The pressure to end one’s life when in my situation is more internal than external, though no doubt there are some unscrupulous families who would wish their ailing or disabled relatives gone.  I remember early in my disease meeting an old lady in a supermarket car park who told us she was just a burden and would be better off dead.  I can now understand her sentiments, but surely the answer is greater valuing and care for every individual.
    I wonder whether the Prime Minister’s enthusiasm for legalising assisted dying has been in any way bolstered by the £20 billion black hole the government has ‘discovered’ in the national coffers, as it would a much cheaper way of taking ‘care’ of us as we approach death than palliative care.  I’ve no doubt that consideration is not what is motivating Ms Leadbeater.  However I’m sure you would agree that living in a society which valued money, or indeed anything, over life would be a desperate thing.
    Reflecting on today’s anniversary (Holocaust Day), I have read again Elie Wiesel’s 1986 Nobel lecture, as he considered how events can take on their own momentum, only to be perceived in retrospect.  ’And yet real despair only seized us later. Afterwards. As we emerged from the nightmare and began to search for meaning. All those doctors of law or medicine or theology, all those lovers of art and poetry, of Bach and Goethe, who coldly, deliberately ordered the massacres and participated in them. What did their metamorphosis signify? Could anything explain their loss of ethical, cultural and religious memory? How could we ever understand the passivity of the onlookers and – yes – the silence of the Allies?’

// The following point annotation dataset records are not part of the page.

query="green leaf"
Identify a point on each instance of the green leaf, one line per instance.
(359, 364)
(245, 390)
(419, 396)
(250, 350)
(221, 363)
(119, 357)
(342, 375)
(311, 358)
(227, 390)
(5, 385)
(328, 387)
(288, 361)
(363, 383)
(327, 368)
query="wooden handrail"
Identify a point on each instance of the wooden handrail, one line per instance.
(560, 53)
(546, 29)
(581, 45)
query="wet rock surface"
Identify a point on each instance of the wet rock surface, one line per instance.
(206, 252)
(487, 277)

    As Liz Carr’s BBC documentary reminded us, introducing assisted dying from the most compassionate of motives has scarcely, if ever, remained within its original limits.  I think we all need to be aware of unintended consequences, which history teaches us can be far-reaching - which none of us can predict.

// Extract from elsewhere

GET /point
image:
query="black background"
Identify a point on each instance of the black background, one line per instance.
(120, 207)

    May I respectfully suggest that for Parliament a potentially more constructive consideration of end-of-life care could be (a) to invest much more generously in palliative care. - Isn’t it the case that hospices rely largely on charitable giving? - and (b) to protect the medical profession better when they are faced with the dreadfully difficult decisions around the end of patients’ lives.  

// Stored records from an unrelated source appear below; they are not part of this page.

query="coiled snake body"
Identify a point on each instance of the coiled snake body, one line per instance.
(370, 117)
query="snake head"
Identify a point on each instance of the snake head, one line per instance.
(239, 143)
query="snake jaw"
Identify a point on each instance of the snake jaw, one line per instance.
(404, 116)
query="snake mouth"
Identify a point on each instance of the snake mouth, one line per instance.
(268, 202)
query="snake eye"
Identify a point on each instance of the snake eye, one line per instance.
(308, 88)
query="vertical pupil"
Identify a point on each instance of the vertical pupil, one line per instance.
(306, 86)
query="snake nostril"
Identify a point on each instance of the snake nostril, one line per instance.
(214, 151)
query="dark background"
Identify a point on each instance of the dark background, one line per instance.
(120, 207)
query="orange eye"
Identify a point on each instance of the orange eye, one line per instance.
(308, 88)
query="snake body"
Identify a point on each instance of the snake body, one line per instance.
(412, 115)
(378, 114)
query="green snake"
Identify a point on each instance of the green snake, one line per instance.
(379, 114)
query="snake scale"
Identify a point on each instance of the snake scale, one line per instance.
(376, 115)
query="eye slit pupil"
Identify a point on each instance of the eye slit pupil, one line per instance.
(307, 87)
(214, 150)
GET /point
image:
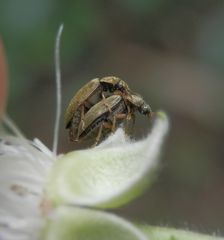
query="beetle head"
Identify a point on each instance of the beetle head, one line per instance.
(145, 109)
(113, 84)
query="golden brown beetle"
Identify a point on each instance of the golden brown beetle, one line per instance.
(105, 116)
(90, 94)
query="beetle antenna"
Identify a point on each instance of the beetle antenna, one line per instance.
(58, 88)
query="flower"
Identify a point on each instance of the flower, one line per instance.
(36, 185)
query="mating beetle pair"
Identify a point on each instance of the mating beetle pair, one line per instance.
(100, 106)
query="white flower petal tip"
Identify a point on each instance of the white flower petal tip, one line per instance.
(75, 223)
(23, 170)
(111, 174)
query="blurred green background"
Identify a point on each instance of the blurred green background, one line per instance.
(171, 52)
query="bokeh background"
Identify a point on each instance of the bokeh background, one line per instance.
(171, 52)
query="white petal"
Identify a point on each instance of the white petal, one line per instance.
(109, 175)
(23, 170)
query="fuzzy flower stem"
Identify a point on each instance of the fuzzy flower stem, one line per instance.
(58, 88)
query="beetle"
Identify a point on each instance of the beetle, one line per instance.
(90, 94)
(100, 120)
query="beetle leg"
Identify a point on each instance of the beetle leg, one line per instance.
(115, 117)
(103, 99)
(129, 124)
(82, 123)
(98, 135)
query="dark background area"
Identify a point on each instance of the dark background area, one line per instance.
(171, 52)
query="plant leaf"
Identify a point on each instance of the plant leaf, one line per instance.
(162, 233)
(70, 223)
(109, 175)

    Thank you for reading this letter, and may I assure you of my best wishes when you face this very complex and sensitive issue.

Yours sincerely

After a month Olly replied with a much more considered and longer response than one normally receives from an MP. I think he was suggesting that the subject should be exhaustively debated. "With these concerns in mind, I am worried that introducing this measure as a Private Members’ Bill will not allow for full debate and scrutiny of all the relevant provisions.  For that reason I have put my name to a letter to the Prime Minister and Leader of the House, recommending they bring forward a Bill in government time, in order that it has sufficient parliamentary scrutiny and to ensure public confidence in such an important decision." 

I hope my MP's letter is heeded, and that Gordon Brown's proposal for a commission on palliative care is adopted as a better way forward.